O mais recente filme de Woody Allen, Golpe de Sorte em Paris, em cartaz nos cinemas brasileiros, marca seu lançamento mais significativo desde Roda Gigante, de seis anos atrás. Allen, nesse período, continuou ativo, assinando um contrato de quatro filmes com a Amazon em 2017 e lançando Um Dia de Chuva em Nova York pouco depois. No entanto, acusações de abuso sexual e o fortalecimento do movimento #MeToo, alimentado por reportagens de seu filho Ronan Farrow, levaram à rescisão do contrato. A pequena distribuidora MPI Media Group acabou lançando seus últimos filmes, incluindo o irregular Rifkin’s Festival e, agora, Golpe de Sorte em Paris.
Rodado na França, com um sólido elenco francês, este 50º longa-metragem de Allen é um thriller cômico sobre adultério e assassinato, temas recorrentes na obra do cineasta nova-iorquino. Na trama, Fanny (Lou de Laâge) encontra Alain (Niels Schneider), um amigo de escola, e inicia um caso extraconjugal. Seu marido, Jean (Melvil Poupaud, excelente), descobre a traição e contrata assassinos para matar Alain. Fanny acredita que o amante a abandonou, enquanto sua mãe, Camille (Valérie Lemercier), começa a investigar por conta própria.
A obra explora um tema constante nos filmes de Allen: a capacidade dos personagens de cometer atos malignos e seguir com suas vidas sem remorso. Desde Crimes e Pecados (1989) até Ponto Final: Match Point (2005), o diretor reflete, dialogando mais uma vez com Dostoievski e seu Crime e Castigo, sobre personagens que escapam da Justiça, seja por sorte ou por circunstâncias favoráveis. Em Golpe de Sorte em Paris, o foco está em Jean, um homem poderoso, algo patológico, que esconde segredos e crimes do passado, e em Camille, que desconfia do desaparecimento de Alain.
A investigação de Camille é central para o desenrolar da trama. Enquanto Jean tenta eliminar qualquer suspeita, Camille descobre pistas sobre o comportamento duvidoso do genro.
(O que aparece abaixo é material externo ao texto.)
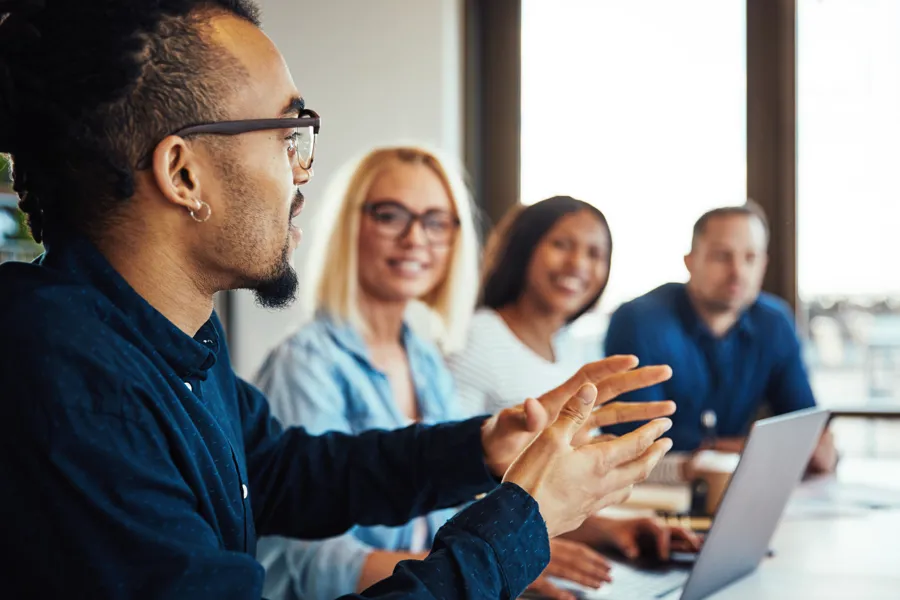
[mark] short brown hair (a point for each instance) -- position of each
(748, 209)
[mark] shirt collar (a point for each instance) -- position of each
(347, 336)
(695, 326)
(187, 356)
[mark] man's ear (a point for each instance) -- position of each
(176, 170)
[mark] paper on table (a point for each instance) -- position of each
(670, 498)
(831, 498)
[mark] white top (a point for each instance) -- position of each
(496, 369)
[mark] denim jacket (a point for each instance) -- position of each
(321, 378)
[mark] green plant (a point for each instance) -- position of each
(5, 170)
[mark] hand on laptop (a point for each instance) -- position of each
(507, 433)
(570, 483)
(640, 536)
(573, 561)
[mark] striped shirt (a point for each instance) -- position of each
(496, 369)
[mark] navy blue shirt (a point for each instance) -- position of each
(135, 464)
(758, 360)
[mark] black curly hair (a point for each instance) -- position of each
(89, 87)
(513, 243)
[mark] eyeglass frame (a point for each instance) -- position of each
(307, 118)
(368, 208)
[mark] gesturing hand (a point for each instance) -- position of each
(506, 434)
(570, 483)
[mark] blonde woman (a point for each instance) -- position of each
(398, 232)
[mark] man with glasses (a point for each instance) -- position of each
(158, 151)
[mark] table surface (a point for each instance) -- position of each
(849, 553)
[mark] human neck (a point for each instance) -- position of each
(163, 278)
(718, 322)
(384, 320)
(533, 325)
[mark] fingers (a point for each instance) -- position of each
(628, 412)
(575, 413)
(662, 534)
(578, 562)
(589, 373)
(638, 470)
(626, 543)
(535, 416)
(632, 445)
(543, 588)
(683, 538)
(613, 385)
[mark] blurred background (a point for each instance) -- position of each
(653, 110)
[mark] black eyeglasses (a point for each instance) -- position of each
(394, 220)
(302, 148)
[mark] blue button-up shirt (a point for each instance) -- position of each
(322, 378)
(757, 360)
(135, 464)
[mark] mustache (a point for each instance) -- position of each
(299, 201)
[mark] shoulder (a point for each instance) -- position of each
(487, 328)
(45, 317)
(426, 350)
(773, 315)
(64, 346)
(311, 348)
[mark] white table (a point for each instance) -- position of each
(833, 556)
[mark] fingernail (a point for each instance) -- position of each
(587, 393)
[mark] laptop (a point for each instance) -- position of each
(772, 463)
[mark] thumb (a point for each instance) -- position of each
(576, 411)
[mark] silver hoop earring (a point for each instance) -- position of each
(202, 214)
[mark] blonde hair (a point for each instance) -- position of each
(333, 276)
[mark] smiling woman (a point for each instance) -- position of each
(545, 266)
(398, 230)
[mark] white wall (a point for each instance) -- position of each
(378, 72)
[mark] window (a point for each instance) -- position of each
(848, 146)
(638, 107)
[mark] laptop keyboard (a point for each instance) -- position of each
(630, 584)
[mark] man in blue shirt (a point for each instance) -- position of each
(731, 347)
(158, 150)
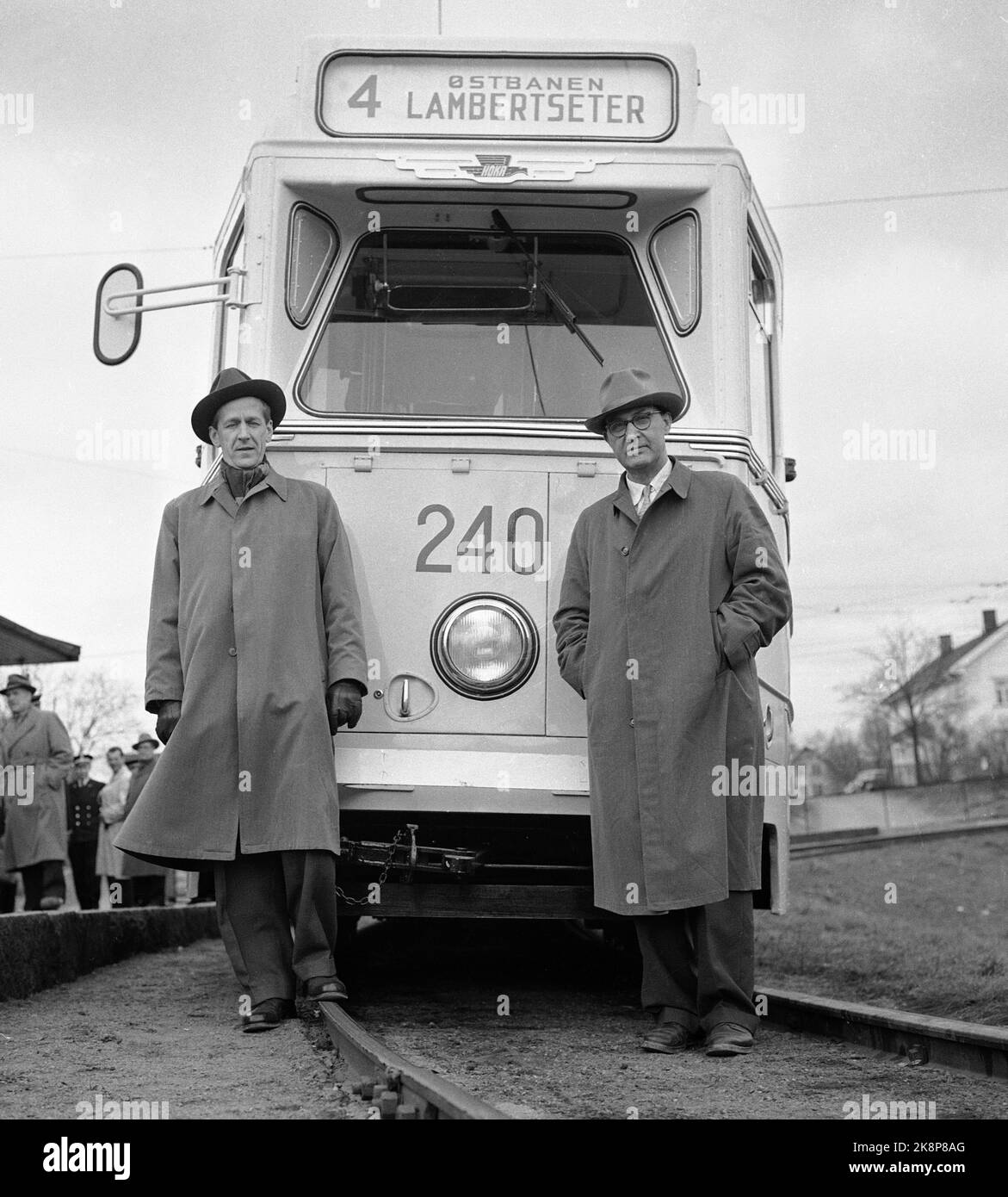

O filme combina suspense e humor, com a personagem de Camille conduzindo uma investigação amadora baseada em fofocas e rumores, que acabam por gerar tensão e comicidade.
‘Golpe de Sorte em Paris’: segredos e mentiras
O estilo visual do filme, com longas cenas de plano-sequência, lembra o teatro, e os cenários parisienses são apresentados de forma idealizada, a um passo do exótico. Allen demonstra sua paixão por Paris, retratando a cidade de forma elitista, sem tocar nas partes menos glamourosas, ou multiétnicas. Os personagens vivem de acordo com estereótipos, e, embora as atuações sejam tecnicamente habilidosas, é evidente uma certa artificialidade na tradução do universo de Allen para o francês.
Apesar de algumas falhas estéticas, Golpe de Sorte em Paris traz o vigor característico das tramas de Allen, especialmente em sua capacidade de criar reviravoltas e surpresas.
Apesar de algumas falhas estéticas, Golpe de Sorte em Paris traz o vigor característico das tramas de Allen, especialmente em sua capacidade de criar reviravoltas e surpresas. A personagem Camille, interpretada com destaque por Valérie Lemercier, acaba roubando a cena, enquanto Jean é o centro das atenções de Allen. A construção da narrativa é baseada no prazer do diretor em desenvolver uma trama intrincada de segredos e mentiras.
Por fim, o filme pode ser visto como uma metáfora para a própria vida de Allen. A figura da sogra Camille pode ser interpretada como um reflexo de Mia Farrow, ex-companheira de Allen e mãe de Dylan Farrow, que o acusou de abuso. O vigor da caracterização de Camille e a complexidade das relações familiares no filme remetem às questões pessoais e públicas que Allen enfrentou nas últimas décadas.